Pr Pascal Demoly : La prise en charge classique est simple et relève de la pratique généraliste. L’éviction est très efficace mais seulement si elle est précoce, totale et prolongée ; ce qui est difficilement réalisable en réalité. Les traitements symptomatiques permettent le plus souvent de contrôler les symptômes. En revanche, tout symptôme atypique (anosmie, rhinorrhée purulente, symptômes unilatéraux, épistaxis, douleur) ou échec du traitement symptomatique doit conduire à une réorientation vers le spécialiste. Une banale rhinite peut se superposer avec une déviation de la cloison nasale ou un cancer. Par ailleurs, il est important de souligner le risque inhérent au traitement par corticoïdes oraux. Le patient étant vu lorsque les symptômes sont intenses, il est tentant de recourir à ce type de prise en charge. Sa toxicité à long terme, et notamment son lien potentiel avec le risque de survenue d’infections nosocomiales, d’ostéoporose, de glaucome ou la nécessité d’une prothèse totale de hanche font qu’il doit être évité. Là encore, le patient gagnerait à être adressé à un spécialiste qui pourra, le cas échéant, proposer d’autres approches thérapeutiques dont l’immunothérapie allergénique (ITA).

 

TLM : Que peut-on attendre de l’ITA en termes d’efficacité ?

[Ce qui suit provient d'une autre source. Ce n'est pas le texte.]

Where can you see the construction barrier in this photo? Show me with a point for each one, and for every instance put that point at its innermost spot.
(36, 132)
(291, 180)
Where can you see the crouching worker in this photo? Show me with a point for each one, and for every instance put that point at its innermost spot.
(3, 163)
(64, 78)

Pr Pascal Demoly : Il s’agit du seul traitement capable de changer l’histoire naturelle de la maladie en rééduquant le système immunitaire. Là où les traitements symptomatiques n’ont une persistance que de quelques heures à quelques jours, les bénéfices de l’ITA peuvent perdurer, chez les répondeurs, jusqu’à une dizaine d’années après les trois ans de traitement. Il s’agit donc d’une solution intéressante pour les patients mal contrôlés par les traitements symptomatiques ou exposés aux effets secondaires des corticoïdes, d’autant que son administration est grandement simplifiée par l’arrivée de formes orales.

 

TLM : Pensez-vous que les médecins généralistes disposent d’une formation suffisante sur la rhinite ?

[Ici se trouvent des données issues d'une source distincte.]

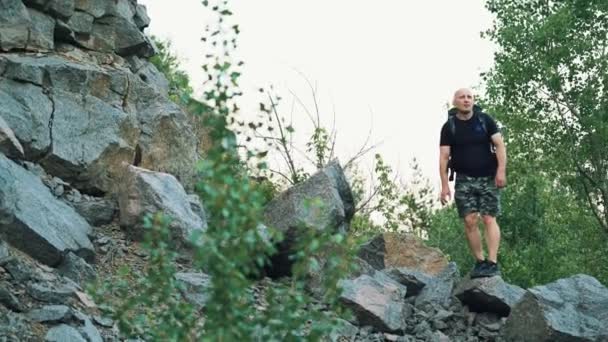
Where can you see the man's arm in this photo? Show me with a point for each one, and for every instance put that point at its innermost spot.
(444, 156)
(501, 156)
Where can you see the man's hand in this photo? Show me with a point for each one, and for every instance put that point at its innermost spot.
(501, 179)
(445, 194)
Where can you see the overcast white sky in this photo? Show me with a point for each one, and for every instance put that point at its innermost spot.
(398, 59)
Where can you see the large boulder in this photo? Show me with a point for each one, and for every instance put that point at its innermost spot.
(323, 202)
(81, 120)
(33, 220)
(490, 294)
(15, 23)
(377, 301)
(9, 145)
(402, 250)
(143, 191)
(570, 309)
(439, 290)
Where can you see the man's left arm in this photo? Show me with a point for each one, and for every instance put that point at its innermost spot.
(501, 156)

Pr Pascal Demoly : L’allergologie n’est reconnue comme spécialité que depuis 2017. Les médecins généralistes installés n’ont donc pas bénéficié d’une formation sur le sujet. La rhinite allergique, aussi bénigne puisse-t-elle paraître, est une affection à l’impact lourd, à explorer dans toutes ses dimensions dont la symptomatologie peut masquer d’autres affections plus sévères. En ce sens, on ne peut qu’inciter les généralistes à suivre les formations proposées sur le sujet.